Jamais ? Même s’il veut renforcer la loi 101 ? Même s’il veut
l’électrification des transports (dossier sur lequel il travaille avec
fougue depuis un an) ? Même s’il milite pour l’indépendance ?
L’intransigeance et les excommunications de Mme David ne servent en rien l’indépendance.
Si a vraiment a coeur de créer un pays, on se concentre sur ce qui
rassemble, pas sur ce qui divise (et on ne crée pas un parti politique
indépendantiste de plus, au grand plaisir des fédéralistes).

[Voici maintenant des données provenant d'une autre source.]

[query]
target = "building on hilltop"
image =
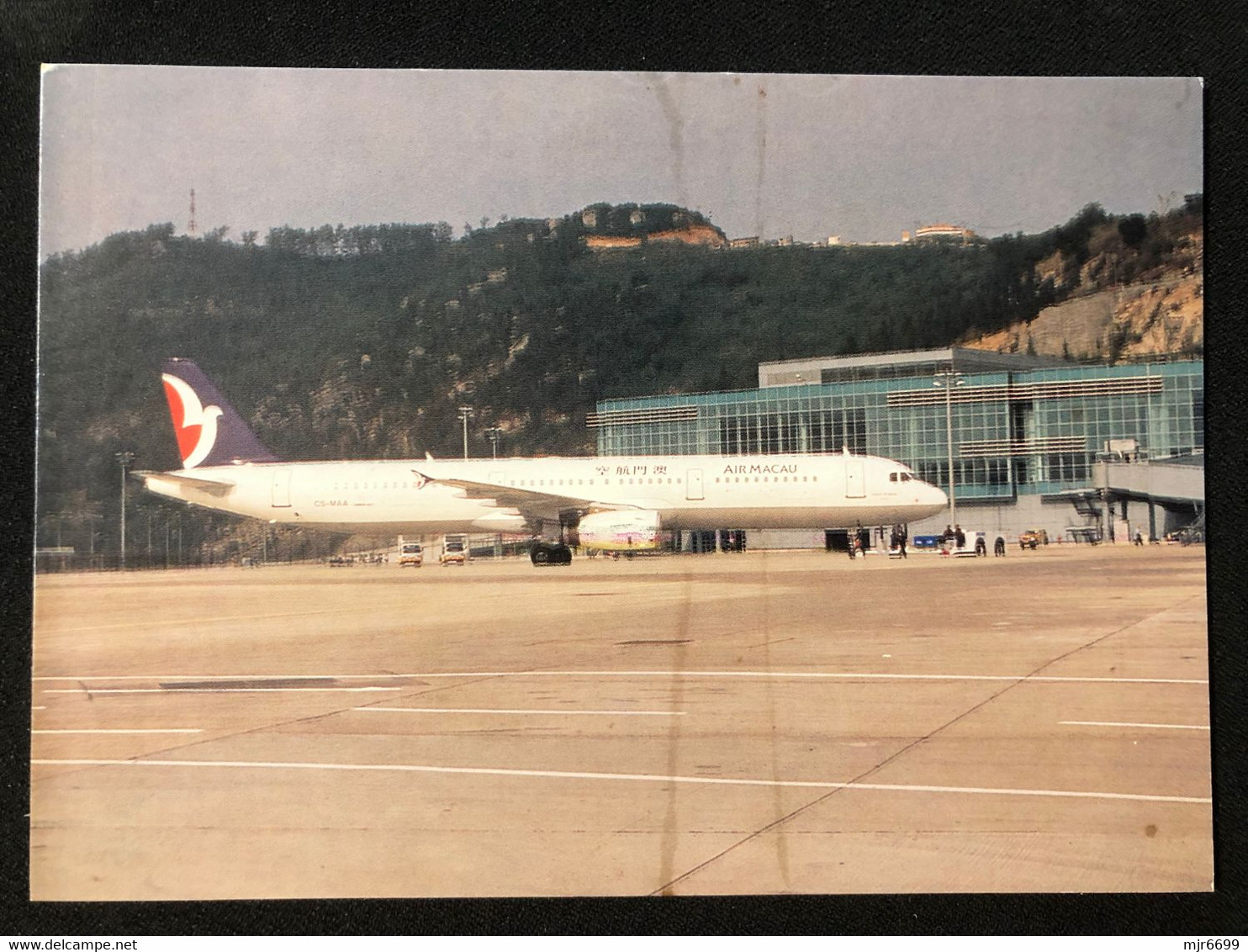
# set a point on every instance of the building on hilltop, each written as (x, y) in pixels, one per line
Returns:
(941, 232)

Rassembler, d’autant que les thèmes imposés par l’actualité et le
travail du Parti québécois ces 18 derniers mois suscitent des appuis qui
vont au-delà des divergences idéologiques:
- L’intégrité: les électeurs de toutes tendances
peuvent juger le PQ à son œuvre de moralisation de la politique et de
l’économie québécoise depuis 18 mois, et à sa détermination de continuer
sur ce chemin ;
-L’identité: l’action du gouvernement sur la Charte
des valeurs et de la laïcité, le français et l’enseignement de
l’histoire transcende la gauche et la droite
-La souveraineté: c’est l’lément rassembleur par définition;
Le gouvernement Marois avance aussi un certain nombre d’améliorations
au modèle québécois dont il hérite et qu’il défend, qui sont en mesure
de rassembler, de Martine Desjardins à PKP, comme il rassemblait hier de
Pierre Bourgault à Rodrigue Biron.
Il s’agit en particulier du nouveau nationalisme économique,
portant en particulier sur un renforcement du rôle de l’État dans la
participation et/ou l’encadrement des ressources naturelles — comme dans
le cas d’Anticosti — , de l’énergie, sur le rôle plus actif de la
Caisse de dépôt dans le développement économique de la nation depuis
deux ans et sur des stratégies de maintien du contrôle québécois de nos
fleurons économiques, comme le recommande un comité mis sur pied par
Nicolas Marceau. Les souverainistes de droite en sont globalement
preneurs.
Le Parti ne doit dans aucun cas être inhibé d’avancer des
propositions progressistes. L’aile droite n’a jamais eu droit de veto
sur les avancées sociales. Mais j’ai été témoin des discussions
fructueuses entre les tendances au sein du PQ pour forger des consensus
qui allaient, ensuite, être plus efficaces et recueillir un accueil
encore plus grand chez les citoyens.
De plus, le dernier budget et la plateforme le démontre, le PQ n’a
pas l’intention de laisser à d’autres les flambeaux de la saine gestion,
de l’innovation et, oui, de la création de la richesse. Le PQ de
Pauline Marois incarne ces méthodes, qui servent son objectif: un pays plus juste/prospère/solidaire/vert et indépendant.
Bienvenue donc à Pierre Karl, forte tête dans une équipe qui n’en
manque pas. C’est toute une addition et ce sera toute une aventure
d’additionner sa fougue et ses propositions à celles, nombreuses et
vivaces, qu’il retrouvera autour de la table des élus.
Pour faire, ensemble, du Québec un pays.